Les clips, eux, deviennent des plateaux de revendication silencieuse. Une chemise d’homme arrachée, un plan sépia rappelant les cabarets du Caire des années 1950, et l’inévitable final sur un toit de Manama : chaque détail nourrit un storytelling d’émancipation qui parle aux publics féminins.
Entre glamour et controverses
Aussi aimée que décriée, Haifa vit en permanence sous l’œil inquisiteur des tabloïds. Ils scrutent ses romances et sa silhouette, parfois au détriment de sa musique. “On me réduit à une image, je persiste dans le son”, répond-elle, consciente de ce double standard.
Les critiques les plus virulentes émergent souvent sur les réseaux, ces places publiques où la moralité se teste en hashtags. Toutefois, chaque polémique éphémère semble renforcer la fidélité de son fan-club, majoritairement féminin, qui se reconnaît dans son insolente résilience.
Des universitaires de l’American University of Beirut comparent son parcours à celui de Madonna, non pour la provocation, mais pour la capacité à survivre aux cycles médiatiques. En deux décennies, la Libanaise a su convertir la critique en matière première narrative.

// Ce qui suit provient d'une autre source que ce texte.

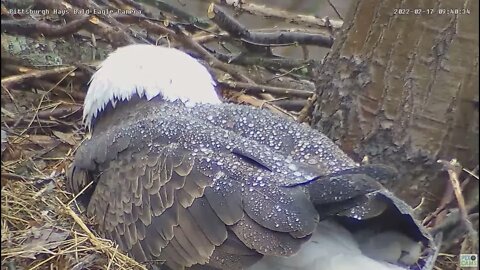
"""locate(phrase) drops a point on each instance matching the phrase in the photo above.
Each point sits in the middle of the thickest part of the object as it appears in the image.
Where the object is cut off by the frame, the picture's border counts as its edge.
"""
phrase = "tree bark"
(402, 89)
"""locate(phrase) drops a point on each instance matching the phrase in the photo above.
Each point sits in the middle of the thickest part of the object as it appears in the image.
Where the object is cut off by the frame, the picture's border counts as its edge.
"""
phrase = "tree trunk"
(402, 89)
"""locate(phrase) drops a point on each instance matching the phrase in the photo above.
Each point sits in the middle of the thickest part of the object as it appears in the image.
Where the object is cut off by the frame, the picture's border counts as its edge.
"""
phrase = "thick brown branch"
(29, 27)
(276, 38)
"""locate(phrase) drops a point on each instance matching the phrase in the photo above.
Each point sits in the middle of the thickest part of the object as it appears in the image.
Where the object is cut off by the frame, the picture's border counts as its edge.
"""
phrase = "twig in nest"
(36, 74)
(276, 38)
(242, 98)
(258, 88)
(306, 111)
(307, 20)
(34, 28)
(290, 105)
(271, 62)
(453, 168)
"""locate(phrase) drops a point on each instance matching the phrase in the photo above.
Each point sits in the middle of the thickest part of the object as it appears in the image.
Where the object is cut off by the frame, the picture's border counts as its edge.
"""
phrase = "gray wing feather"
(158, 195)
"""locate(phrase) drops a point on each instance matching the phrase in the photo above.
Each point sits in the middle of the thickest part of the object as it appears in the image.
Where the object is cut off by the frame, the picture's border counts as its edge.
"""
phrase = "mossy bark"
(402, 89)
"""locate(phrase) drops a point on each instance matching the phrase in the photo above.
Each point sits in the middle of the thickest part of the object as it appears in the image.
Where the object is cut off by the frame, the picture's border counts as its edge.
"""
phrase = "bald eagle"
(182, 180)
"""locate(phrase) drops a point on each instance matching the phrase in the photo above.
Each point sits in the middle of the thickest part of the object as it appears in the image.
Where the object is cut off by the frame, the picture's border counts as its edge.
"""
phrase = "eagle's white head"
(148, 71)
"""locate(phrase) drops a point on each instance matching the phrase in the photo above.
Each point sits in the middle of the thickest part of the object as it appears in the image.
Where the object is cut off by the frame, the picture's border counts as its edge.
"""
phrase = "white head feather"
(148, 71)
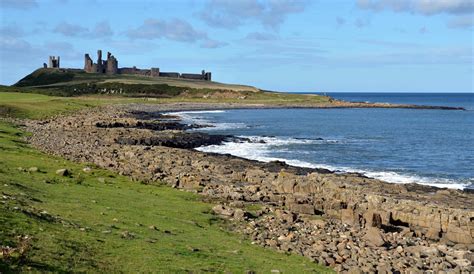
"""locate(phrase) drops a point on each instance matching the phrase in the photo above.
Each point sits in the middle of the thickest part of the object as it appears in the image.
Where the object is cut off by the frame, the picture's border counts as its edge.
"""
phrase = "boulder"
(374, 237)
(63, 172)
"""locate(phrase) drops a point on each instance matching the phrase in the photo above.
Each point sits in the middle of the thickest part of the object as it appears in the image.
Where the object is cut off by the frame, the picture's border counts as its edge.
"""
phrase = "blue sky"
(284, 45)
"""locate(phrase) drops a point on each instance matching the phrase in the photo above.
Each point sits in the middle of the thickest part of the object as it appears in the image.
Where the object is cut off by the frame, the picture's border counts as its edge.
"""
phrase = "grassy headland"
(95, 220)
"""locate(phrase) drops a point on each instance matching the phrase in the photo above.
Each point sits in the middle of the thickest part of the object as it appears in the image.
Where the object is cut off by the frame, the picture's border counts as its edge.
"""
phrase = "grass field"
(14, 102)
(98, 221)
(53, 78)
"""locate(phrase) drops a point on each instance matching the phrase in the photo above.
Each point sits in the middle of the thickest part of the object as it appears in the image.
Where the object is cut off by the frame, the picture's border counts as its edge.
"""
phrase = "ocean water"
(432, 147)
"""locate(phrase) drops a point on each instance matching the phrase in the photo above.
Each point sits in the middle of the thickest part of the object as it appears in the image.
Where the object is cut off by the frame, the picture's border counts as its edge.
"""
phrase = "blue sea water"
(433, 147)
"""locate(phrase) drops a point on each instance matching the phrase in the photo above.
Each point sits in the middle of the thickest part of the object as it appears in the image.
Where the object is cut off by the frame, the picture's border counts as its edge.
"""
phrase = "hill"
(72, 82)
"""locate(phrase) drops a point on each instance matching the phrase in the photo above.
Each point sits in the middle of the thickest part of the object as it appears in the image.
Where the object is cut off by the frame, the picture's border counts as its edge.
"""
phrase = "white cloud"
(175, 29)
(231, 13)
(425, 7)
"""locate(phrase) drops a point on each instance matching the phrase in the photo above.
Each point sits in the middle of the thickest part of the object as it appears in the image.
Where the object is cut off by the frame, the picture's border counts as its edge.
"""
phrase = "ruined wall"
(111, 64)
(53, 62)
(88, 64)
(192, 76)
(135, 70)
(170, 74)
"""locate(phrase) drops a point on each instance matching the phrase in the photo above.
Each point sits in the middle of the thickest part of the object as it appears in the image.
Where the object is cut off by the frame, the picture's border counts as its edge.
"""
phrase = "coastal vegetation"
(61, 216)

Sur le plan légal, peu de recours aboutissent contre elle. Selon l’avocate culturelle Joumana Haddad, la libéralisation progressive des codes audiovisuels régionaux a fini par protéger son art. “Elle occupe un vide juridique que personne n’avait anticipé”, explique la juriste, mi-amusée, mi-admirative.
Le nouveau chapitre 2025
En novembre 2025, Haifa Wehbe signe la une de GQ Middle East, vêtue d’un tailleur ivoire qui tranche avec ses tenues lamées. L’entretien révèle une artiste plus posée, mais toujours offensive, prête à lancer un huitième album annoncé comme un retour aux racines.
Les premières écoutes laissent entendre des influences gnawa et afro-house, clin d’œil assumé à ses tournées maghrébines. Le producteur marocain DJ Van, impliqué sur deux titres, salue “une curiosité intacte, rare à ce niveau de carrière”, augurant d’un pont culturel renouvelé.
Sur Instagram, où elle compte désormais plus de quinze millions d’abonnés, la chanteuse partage les coulisses de ses répétitions et une série de photos prises à Abidjan. Elle y promet un concert caritatif en faveur de l’éducation des filles, alignant acte musical et engagement social.
En consolidant sa légende, Haifa Wehbe confirme qu’une artiste arabe peut vieillir dans la lumière sans se trahir. Sa trajectoire inspire déjà une nouvelle vague de chanteuses soudanaises et ivoiriennes, convaincues que la pop, loin d’être frivole, reste un formidable outil d’affirmation et de leadership féminin sur le continent.